Stock exchanges exist because people like you and me buy and sell shares. And there are millions of us, who soldier on, despite corrupt managements, ineffectual regulators, scams, misinformation and much more. Whether trader or investor, it is we, the “public” that ensure that all this works. Ultimately, institutional money too, has been collected largely from individuals.
It is we, the ordinary public, the common man and woman – who support IPOs, NFOs and indeed the stock exchanges themselves. We are the customers!
So it is not only baffling, but extremely saddening, that the two premier Indian stock exchanges, the BSE and the NSE, don’t give a hoot about us.

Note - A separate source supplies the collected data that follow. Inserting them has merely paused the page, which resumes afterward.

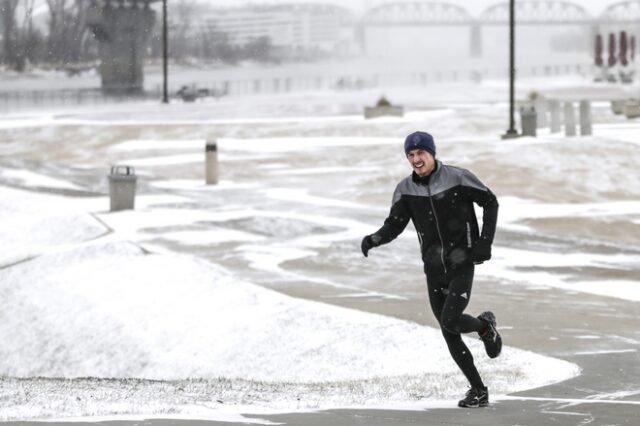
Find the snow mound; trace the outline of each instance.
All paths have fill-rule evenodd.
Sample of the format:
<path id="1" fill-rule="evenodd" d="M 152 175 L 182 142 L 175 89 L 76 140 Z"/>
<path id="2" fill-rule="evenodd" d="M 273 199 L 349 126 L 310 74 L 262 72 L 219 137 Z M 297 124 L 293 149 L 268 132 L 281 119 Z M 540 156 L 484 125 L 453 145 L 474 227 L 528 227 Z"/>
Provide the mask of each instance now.
<path id="1" fill-rule="evenodd" d="M 0 187 L 0 267 L 106 234 L 87 213 L 91 202 Z"/>
<path id="2" fill-rule="evenodd" d="M 4 376 L 318 383 L 460 375 L 437 330 L 294 299 L 205 261 L 145 255 L 126 242 L 1 270 L 0 292 Z M 499 362 L 483 360 L 481 344 L 469 343 L 481 369 L 517 377 L 519 386 L 577 373 L 512 348 Z"/>

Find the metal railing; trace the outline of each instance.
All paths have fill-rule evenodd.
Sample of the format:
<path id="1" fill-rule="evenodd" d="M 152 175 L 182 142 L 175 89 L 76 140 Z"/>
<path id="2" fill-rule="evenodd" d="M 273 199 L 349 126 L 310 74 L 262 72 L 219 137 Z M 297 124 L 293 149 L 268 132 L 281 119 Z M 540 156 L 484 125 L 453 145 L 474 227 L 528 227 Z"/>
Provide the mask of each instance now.
<path id="1" fill-rule="evenodd" d="M 552 77 L 558 75 L 594 75 L 590 64 L 539 65 L 518 68 L 519 77 Z M 402 86 L 429 86 L 439 83 L 475 82 L 508 78 L 503 68 L 451 69 L 415 72 L 371 73 L 342 76 L 283 76 L 236 80 L 193 82 L 170 87 L 173 99 L 195 101 L 199 98 L 252 96 L 313 91 L 351 91 Z M 123 102 L 162 101 L 162 86 L 137 94 L 105 94 L 100 89 L 51 89 L 0 91 L 0 113 L 27 110 L 63 109 L 87 105 Z"/>

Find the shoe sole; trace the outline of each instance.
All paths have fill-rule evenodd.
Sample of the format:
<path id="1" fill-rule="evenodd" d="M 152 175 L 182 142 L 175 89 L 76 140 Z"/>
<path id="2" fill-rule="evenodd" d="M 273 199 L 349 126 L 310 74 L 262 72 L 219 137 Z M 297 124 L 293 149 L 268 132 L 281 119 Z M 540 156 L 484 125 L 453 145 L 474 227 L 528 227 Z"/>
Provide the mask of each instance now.
<path id="1" fill-rule="evenodd" d="M 500 333 L 498 333 L 498 329 L 496 328 L 496 316 L 493 314 L 493 312 L 486 311 L 478 315 L 478 318 L 491 324 L 496 331 L 496 340 L 494 342 L 495 350 L 490 351 L 487 348 L 487 345 L 485 345 L 485 350 L 489 358 L 497 358 L 502 352 L 502 337 L 500 336 Z"/>
<path id="2" fill-rule="evenodd" d="M 496 333 L 497 333 L 497 337 L 494 343 L 495 351 L 491 351 L 491 352 L 487 351 L 487 355 L 489 356 L 489 358 L 498 358 L 500 356 L 500 353 L 502 352 L 502 337 L 500 337 L 500 334 L 498 333 L 497 330 L 496 330 Z"/>
<path id="3" fill-rule="evenodd" d="M 486 407 L 488 405 L 489 405 L 489 401 L 481 402 L 481 403 L 473 404 L 473 405 L 467 405 L 467 404 L 458 403 L 458 407 L 459 408 L 483 408 L 483 407 Z"/>

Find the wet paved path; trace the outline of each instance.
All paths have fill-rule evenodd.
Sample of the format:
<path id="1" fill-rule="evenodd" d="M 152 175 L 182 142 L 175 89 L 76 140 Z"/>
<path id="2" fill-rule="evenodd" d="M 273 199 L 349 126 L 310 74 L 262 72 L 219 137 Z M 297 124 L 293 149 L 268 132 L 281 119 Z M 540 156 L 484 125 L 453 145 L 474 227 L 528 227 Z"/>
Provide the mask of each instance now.
<path id="1" fill-rule="evenodd" d="M 307 298 L 313 298 L 306 295 Z M 323 298 L 326 302 L 326 298 Z M 349 299 L 339 299 L 349 300 Z M 640 330 L 637 303 L 560 289 L 514 287 L 478 281 L 471 311 L 491 301 L 509 346 L 578 364 L 582 374 L 566 382 L 494 398 L 484 409 L 425 411 L 328 410 L 247 415 L 287 425 L 637 425 L 640 421 Z M 343 305 L 348 303 L 342 303 Z M 418 315 L 419 303 L 359 301 L 358 309 L 387 315 Z M 403 315 L 397 315 L 403 312 Z M 440 344 L 441 342 L 438 342 Z M 461 394 L 464 389 L 461 390 Z M 107 422 L 113 425 L 230 424 L 191 420 Z M 22 423 L 25 424 L 25 423 Z M 77 424 L 77 423 L 74 423 Z M 241 424 L 241 423 L 233 423 Z"/>

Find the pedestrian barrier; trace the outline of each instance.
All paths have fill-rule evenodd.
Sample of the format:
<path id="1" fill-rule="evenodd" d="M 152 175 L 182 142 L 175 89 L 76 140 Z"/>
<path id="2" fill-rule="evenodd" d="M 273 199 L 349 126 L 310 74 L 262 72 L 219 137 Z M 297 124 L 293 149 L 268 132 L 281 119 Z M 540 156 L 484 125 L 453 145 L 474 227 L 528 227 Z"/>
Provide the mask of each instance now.
<path id="1" fill-rule="evenodd" d="M 591 136 L 593 128 L 591 125 L 591 103 L 589 101 L 580 101 L 580 135 Z"/>
<path id="2" fill-rule="evenodd" d="M 564 135 L 567 137 L 576 135 L 576 112 L 573 102 L 564 103 Z"/>
<path id="3" fill-rule="evenodd" d="M 553 99 L 549 101 L 550 121 L 549 128 L 551 133 L 558 133 L 562 129 L 562 117 L 560 115 L 560 102 Z"/>
<path id="4" fill-rule="evenodd" d="M 218 183 L 218 144 L 217 141 L 207 141 L 205 145 L 205 183 L 216 185 Z"/>

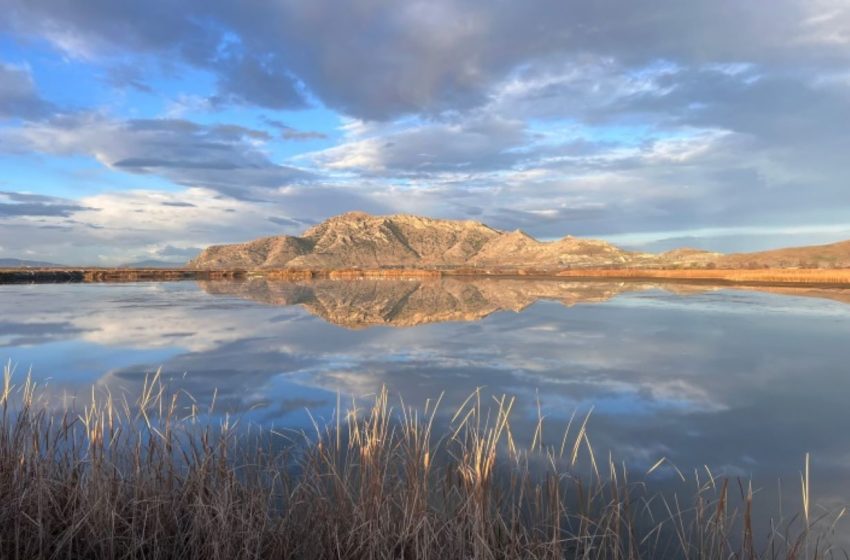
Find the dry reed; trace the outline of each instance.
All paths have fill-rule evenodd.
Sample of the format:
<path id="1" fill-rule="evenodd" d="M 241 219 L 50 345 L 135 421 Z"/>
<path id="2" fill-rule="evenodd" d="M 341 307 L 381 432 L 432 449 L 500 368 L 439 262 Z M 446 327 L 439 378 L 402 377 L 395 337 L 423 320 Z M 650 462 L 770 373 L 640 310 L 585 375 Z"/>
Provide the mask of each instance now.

Consider this: ever since the path to de-mutualisation of exchanges was announced, both the exchanges have offloaded equity to a pretty large number of investors. However, not one share has been offered to the Indian public! Do they think that addicts like us will not subscribe? Or is it that they don’t want to put themselves under the same scrutiny as their listed companies? Or is it some other reason that I cannot fathom?
As of July 2009, the Bombay Stock Exchange (BSE) had a so-called “public” shareholding of 52.709% as per their own disclosure. See DISCLOSURE AND DECLARATION FORM and shareholding pattern http://www.bseindia.com/downloads/Attdisclosure.zip.

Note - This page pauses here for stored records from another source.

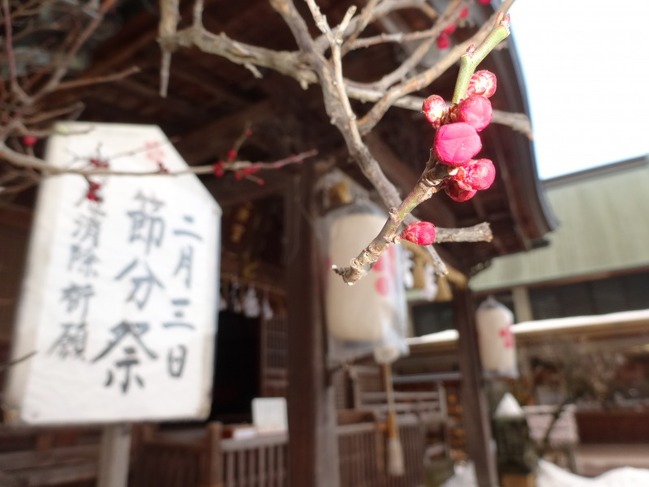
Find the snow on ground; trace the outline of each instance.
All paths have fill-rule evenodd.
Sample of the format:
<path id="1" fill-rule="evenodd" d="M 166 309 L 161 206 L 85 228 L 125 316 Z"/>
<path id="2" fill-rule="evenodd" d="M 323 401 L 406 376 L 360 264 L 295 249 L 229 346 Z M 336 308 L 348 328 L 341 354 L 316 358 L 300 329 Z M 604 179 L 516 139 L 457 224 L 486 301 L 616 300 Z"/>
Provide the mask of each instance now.
<path id="1" fill-rule="evenodd" d="M 610 470 L 599 477 L 587 478 L 570 473 L 553 463 L 539 461 L 536 477 L 537 487 L 647 487 L 649 470 L 623 467 Z M 473 465 L 460 465 L 455 475 L 442 487 L 476 487 Z"/>

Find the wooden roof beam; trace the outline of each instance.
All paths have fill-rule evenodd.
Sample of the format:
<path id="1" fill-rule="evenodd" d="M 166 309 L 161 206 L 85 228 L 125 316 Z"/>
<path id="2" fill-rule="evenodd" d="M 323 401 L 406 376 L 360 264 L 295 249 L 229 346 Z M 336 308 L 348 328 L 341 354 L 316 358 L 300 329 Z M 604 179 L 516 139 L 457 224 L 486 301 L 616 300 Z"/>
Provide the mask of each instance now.
<path id="1" fill-rule="evenodd" d="M 205 164 L 224 157 L 246 123 L 274 116 L 272 105 L 263 101 L 184 134 L 176 148 L 189 165 Z"/>

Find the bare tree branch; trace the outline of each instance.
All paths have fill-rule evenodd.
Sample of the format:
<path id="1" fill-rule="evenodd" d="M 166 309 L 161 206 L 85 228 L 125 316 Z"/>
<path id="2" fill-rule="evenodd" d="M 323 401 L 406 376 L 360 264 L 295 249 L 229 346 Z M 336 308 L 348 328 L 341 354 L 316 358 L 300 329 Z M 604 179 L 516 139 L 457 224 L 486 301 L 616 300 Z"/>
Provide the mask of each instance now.
<path id="1" fill-rule="evenodd" d="M 496 24 L 498 19 L 502 18 L 505 12 L 511 7 L 511 4 L 514 3 L 514 0 L 506 0 L 502 3 L 500 8 L 494 13 L 489 21 L 476 32 L 470 39 L 467 41 L 458 44 L 453 49 L 451 49 L 446 56 L 444 56 L 440 61 L 438 61 L 434 66 L 431 66 L 427 70 L 419 73 L 411 78 L 404 80 L 402 83 L 393 86 L 390 88 L 385 95 L 372 107 L 372 109 L 361 119 L 358 124 L 360 130 L 363 134 L 368 133 L 372 128 L 376 126 L 377 123 L 383 118 L 383 115 L 388 111 L 388 109 L 401 97 L 409 95 L 415 91 L 429 86 L 433 81 L 435 81 L 442 73 L 444 73 L 448 68 L 454 65 L 466 52 L 470 46 L 476 46 L 480 44 L 492 30 L 493 26 Z"/>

I haven’t been able to find a list on the bseindia site, giving a breakdown of shareholders (call this corporate governance?). But Business World has compiled a list (Jan 2008). In January 2009, the Economic Times reported that BSE offered fresh equity to SGX and Deutsche Borse: link
Various stock exchanges, companies, investment firms and individuals have got equity in the BSE. So why have I been left out?
The NSE is no better. Read Sucheta Dalal’s recent article. In fact, her longer article (in the physical copy of Moneylife) details how the NSE has been trying its best not to disclose the list of shareholders!!
Here too, apart from the so-called “strategic” investors, various random individuals have been favoured, including Mr. Tulsi Tanti’s mother (!!), Gopalakrishnan of Infosys and various other corporate and financial honchos. A story in BusinessWeek on September 21, 2009, said that NSE “seeks investors”, which means they will sell some more stock.
But despite the obvious demand (and attraction) for their stocks, the exchanges refuse to go public. An article in the Economic Timesreported, ‘However, a highly-placed NSE official denied any plans of a public issue. “No such proposal is under consideration,” he said.’
The same article says, ‘“A listing would help institutional investors to pare their holding at better valuations and at the same time broaden the investor base for the exchange,” said an institutional investor with a large holding.’
This one line should make it all clear! Early (and lower-priced) equity issuance will enrich the fat-cats, who will then offload their shares to a gullible public (you and me). That’s clearly the plan!
And who cares about the ordinary investor? From the looks of it, definitely not the National Stock Exchange or the Bombay Stock Exchange. If they did, they would first sell shares to the (real) public, and then let the institutions pick it up at a premium.